Get further information from AppDynamics documentation.

Business Transaction strategy

The goal of a good BT strategy is to focus on the business critical paths of the application. This helps to provide pertinent information while reducing noise. To get the most value from AppDynamics BT detection must be configured explicitly. A recommended Business Transaction strategy for WCF calls is an “All Calls” BT for each WCF service in at each tier, and then to pull out specific operations as standalone Business Transactions as needed.

Additionally, enable automatic Business Transaction detection for web sites and queues to discover and name pages, but then review and collapse some of the pages to an “All Calls” BT for those that are not important.

Identify proper Business Transactions

  • For each tier, review the application with architects and developers and agree on the top five or ten Business Transactions.
  • Define BTs for business-critical transactions. The focus should really be on these business-critical transactions. When your list of Business Transactions for a given Tier grows beyond 10-15, you should be considering whether or not each transaction defined is truly business critical or merely application important.
  • Combine any similar Business Transactions into one if they exercise very similar overlapping code.

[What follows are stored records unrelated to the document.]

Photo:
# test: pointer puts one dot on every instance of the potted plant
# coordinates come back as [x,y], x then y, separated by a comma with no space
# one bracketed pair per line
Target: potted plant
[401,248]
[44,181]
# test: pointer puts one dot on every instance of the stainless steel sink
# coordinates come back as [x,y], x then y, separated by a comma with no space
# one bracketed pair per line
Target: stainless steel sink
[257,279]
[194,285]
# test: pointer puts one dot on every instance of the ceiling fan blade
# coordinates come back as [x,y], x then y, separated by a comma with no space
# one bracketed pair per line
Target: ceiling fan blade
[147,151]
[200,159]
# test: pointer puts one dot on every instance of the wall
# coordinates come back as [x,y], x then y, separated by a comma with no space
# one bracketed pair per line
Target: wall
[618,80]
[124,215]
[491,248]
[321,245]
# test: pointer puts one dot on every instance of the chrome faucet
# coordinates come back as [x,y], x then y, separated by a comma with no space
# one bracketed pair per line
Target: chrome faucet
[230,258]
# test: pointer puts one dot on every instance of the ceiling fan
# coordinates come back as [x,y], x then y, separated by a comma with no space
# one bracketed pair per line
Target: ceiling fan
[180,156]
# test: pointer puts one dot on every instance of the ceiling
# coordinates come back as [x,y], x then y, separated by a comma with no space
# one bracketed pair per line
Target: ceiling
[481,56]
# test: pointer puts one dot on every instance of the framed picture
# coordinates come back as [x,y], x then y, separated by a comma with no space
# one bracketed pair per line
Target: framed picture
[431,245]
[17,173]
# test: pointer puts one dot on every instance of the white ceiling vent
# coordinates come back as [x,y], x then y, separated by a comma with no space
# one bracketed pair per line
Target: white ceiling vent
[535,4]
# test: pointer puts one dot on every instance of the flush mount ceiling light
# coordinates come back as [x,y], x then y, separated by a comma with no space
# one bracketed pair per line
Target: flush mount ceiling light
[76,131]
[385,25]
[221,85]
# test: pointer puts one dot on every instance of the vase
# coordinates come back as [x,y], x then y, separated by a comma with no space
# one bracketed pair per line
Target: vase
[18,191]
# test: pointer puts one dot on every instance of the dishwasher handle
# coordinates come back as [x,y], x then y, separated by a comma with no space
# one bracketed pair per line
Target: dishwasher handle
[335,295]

For example, if you implement various types of searches on your site, making one Business Transaction named “Search” may be enough to troubleshoot effectively and yet reduce the number of Business Transactions. Another example is if your application has an admin UI. This is typically not business critical, but you still don’t want to lose visibility. It might be sufficient to create one “Admin BT” which groups all transactions to an admin UI in one BT.
  • Name your Business Transactions in a way that complies with the rest of the company’s naming scheme. Names should use terminology that all other parts of the organization are familiar with, to enable them to troubleshoot when they receive alerts with this name.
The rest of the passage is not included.